Artes visuais

Do Alvorada 3 para o mundo: Manauara Clandestina é destaque na Bienal de Veneza

Artista visual amazonense chega à Itália com dois curtas-metragens autorais; exposição segue até novembro

Gabriel Machado
bemviver@acritica.com.br
24/04/2024 às 12:40.
Atualizado em 24/04/2024 às 12:40

Styling: Fëdra; Beleza: Victoria Tavares; e Fashion designers: Normando, Teodora Oshima. (Divulgação/José Pelegrini)

"Esse nome não era meu. A rua que me deu". Foi desta forma que a artista visual Manauara Clandestina definiu o chamado que resultou no seu "nascimento". Anos depois, a travesti do Alvorada 3 celebra um feito que a coloca como um dos mais promissores e instigantes nomes das artes visuais do Brasil: até o próximo mês de novembro, ela terá dois de seus trabalhos autorais expostos em uma das maiores mostras internacionais do mundo, a Bienal de Veneza, na Itália.

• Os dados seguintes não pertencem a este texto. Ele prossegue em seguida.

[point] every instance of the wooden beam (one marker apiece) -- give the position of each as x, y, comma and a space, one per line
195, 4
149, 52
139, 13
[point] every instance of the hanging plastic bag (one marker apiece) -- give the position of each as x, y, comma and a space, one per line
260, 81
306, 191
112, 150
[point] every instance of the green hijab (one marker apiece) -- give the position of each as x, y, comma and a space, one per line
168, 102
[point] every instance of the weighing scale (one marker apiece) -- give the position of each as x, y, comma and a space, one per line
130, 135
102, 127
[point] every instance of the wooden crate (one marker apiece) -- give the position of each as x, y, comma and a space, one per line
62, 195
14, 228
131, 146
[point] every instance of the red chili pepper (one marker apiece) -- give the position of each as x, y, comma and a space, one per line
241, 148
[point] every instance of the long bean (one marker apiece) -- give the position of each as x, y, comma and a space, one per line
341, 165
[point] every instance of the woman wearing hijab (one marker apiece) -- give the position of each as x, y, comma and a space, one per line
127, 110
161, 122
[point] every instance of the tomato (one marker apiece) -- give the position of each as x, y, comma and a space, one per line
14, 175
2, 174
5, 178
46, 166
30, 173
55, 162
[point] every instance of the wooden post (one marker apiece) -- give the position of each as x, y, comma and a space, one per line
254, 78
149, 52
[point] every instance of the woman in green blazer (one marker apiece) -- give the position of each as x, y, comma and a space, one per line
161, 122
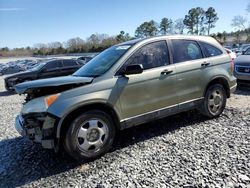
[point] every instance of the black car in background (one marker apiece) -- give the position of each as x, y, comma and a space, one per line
53, 68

"Essa conquista ainda mexe muito comigo. Normalmente, quando eu via reportagens sobre travestis e sobre essa população, da qual faço parte, eram sempre matérias policiais e que marginalizavam os nossos corpos, ou, ainda, que contavam nossas histórias por nós. (...) Até chegar aqui, eu não tinha noção do que era estar numa Bienal de Veneza e, agora, consigo perceber e visualizar o meu trabalho nesse lugar, consigo pertencer a esse lugar", afirma a artista ao BEM VIVER.


O convite para integrar o line-up de expositores do evento partiu de ninguém menos que Adriano Pedrosa, diretor-artístico do Museu de Arte de São Paulo (MASP) e curador da Bienal. "Ao lado dele [do Adriano], está a Amanda Carneiro, que é curadora também e já conhecia o meu trabalho. Ela foi o ponto de comunicação e interlocução", completa.

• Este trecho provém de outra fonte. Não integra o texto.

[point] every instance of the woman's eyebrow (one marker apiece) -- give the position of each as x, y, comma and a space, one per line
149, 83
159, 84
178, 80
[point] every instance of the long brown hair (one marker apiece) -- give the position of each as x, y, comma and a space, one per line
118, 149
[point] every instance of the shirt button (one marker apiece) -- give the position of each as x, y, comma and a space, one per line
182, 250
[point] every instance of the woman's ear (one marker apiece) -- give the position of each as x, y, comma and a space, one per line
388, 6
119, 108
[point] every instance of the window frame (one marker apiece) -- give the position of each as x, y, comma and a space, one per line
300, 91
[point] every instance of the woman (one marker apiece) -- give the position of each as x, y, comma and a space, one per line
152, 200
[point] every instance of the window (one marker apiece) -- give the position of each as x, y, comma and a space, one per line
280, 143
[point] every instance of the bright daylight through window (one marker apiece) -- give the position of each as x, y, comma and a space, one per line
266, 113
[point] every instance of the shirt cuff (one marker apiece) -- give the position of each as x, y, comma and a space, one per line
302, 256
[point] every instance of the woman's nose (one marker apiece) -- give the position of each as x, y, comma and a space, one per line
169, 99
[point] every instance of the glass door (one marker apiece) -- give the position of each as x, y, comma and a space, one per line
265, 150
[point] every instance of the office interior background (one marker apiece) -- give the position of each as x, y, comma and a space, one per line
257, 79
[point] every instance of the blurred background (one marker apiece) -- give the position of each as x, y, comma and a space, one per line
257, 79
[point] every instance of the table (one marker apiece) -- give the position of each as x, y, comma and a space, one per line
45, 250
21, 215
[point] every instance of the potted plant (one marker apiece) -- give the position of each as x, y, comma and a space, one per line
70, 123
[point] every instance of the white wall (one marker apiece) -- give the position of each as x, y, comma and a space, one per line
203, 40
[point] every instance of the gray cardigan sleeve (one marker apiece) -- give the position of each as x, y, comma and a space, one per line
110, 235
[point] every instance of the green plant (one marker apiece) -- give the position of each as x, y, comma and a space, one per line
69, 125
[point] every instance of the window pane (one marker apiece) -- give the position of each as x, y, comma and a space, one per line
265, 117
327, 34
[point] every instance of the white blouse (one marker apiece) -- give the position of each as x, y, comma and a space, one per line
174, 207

Para a Bienal de Veneza, Manauara levou dois curtas-metragens que possuem, como foco em comum, a migração - em consonância com o tema deste ano do evento, "Estrangeiros por Toda a Parte".


"O primeiro deles é o 'Building', um curta em homenagem à vida de trabalho do meu pai. Eu o fiz em Londres, na minha primeira residência de arte fora do Brasil, na Delfina Foundation. Fui a primeira da minha família a cruzar o oceano e a conquistar isso, e eu só consegui esse feito por conta da dedicação do meu 'velho'. Então, esse filme tem essa marca", explica.


"Poder estar contando a minha história e deixar a [história] do meu pai na história da arte, para mim, é uma coisa muito digna e merecedora. Sem dúvidas, é arrebatador", acrescenta a artista, referindo-se ao pai, o pastor Carlos Farias.


Enquanto isso, "Migranta", o segundo curta da artista na Bienal, consiste em um mix entre documentário e fashion film que traz a investigação de Manauara sobre a imigração, utilizando a vestimenta de trabalhadores da área civil responsáveis por construir as grandes cidades. "Também faço um contraponto em relação à existência e a vida de trabalho da travesti".

"Migranta" foi produzido em Barcelona, na Piramidon, Centro de Arte Contemporâneo.


Origem

Da mudança de Manaus para a grande São Paulo até a exposição em Veneza, foi um longo caminho percorrido por Manauara. A começar pelo nascimento do forte e intrigante nome da artista.


"Na minha transição, já não me apresentava mais com o meu nome morto e o pessoal. Já em São Paulo, referia-se a mim como 'A bicha de Manaus', 'a manauara'. Na época, eu me dividia entre minhas performances na noite e os trabalhos em restaurantes, como garçonete. Certa vez, em um desses restaurantes, um colega botou 'Clandestino', do Manu Chao, para tocar e mexeu muito comigo. Lembro que lagrimei enquanto atendia uma mesa e que gastei todos os meus dados de Internet escutando a música no YouTube", revela Manauara.


No dia seguinte, voltando ao trabalho, a artista se deparou com outro momento emblemático. "Estava no trem quando um grupo de instrumentistas entrou cantando músicas latinas, e a primeira que eles performaram foi 'Clandestino'. Para mim, foi como um chamado. Ali, nasceu a Manauara Clandestina", finaliza.


Amazonas

Além de Manauara, o Amazonas conta, também, com a participação de Duhigó na Bienal de Veneza, artista indígena vencedora do prêmio nacional Mestras e Mestres das Artes 2023, da Funarte; e do indígena Denilson Baniwa como um dos curadores do Pavilhão Brasileiro, na mostra "Ka'a Pûera: somos pássaros ambulantes".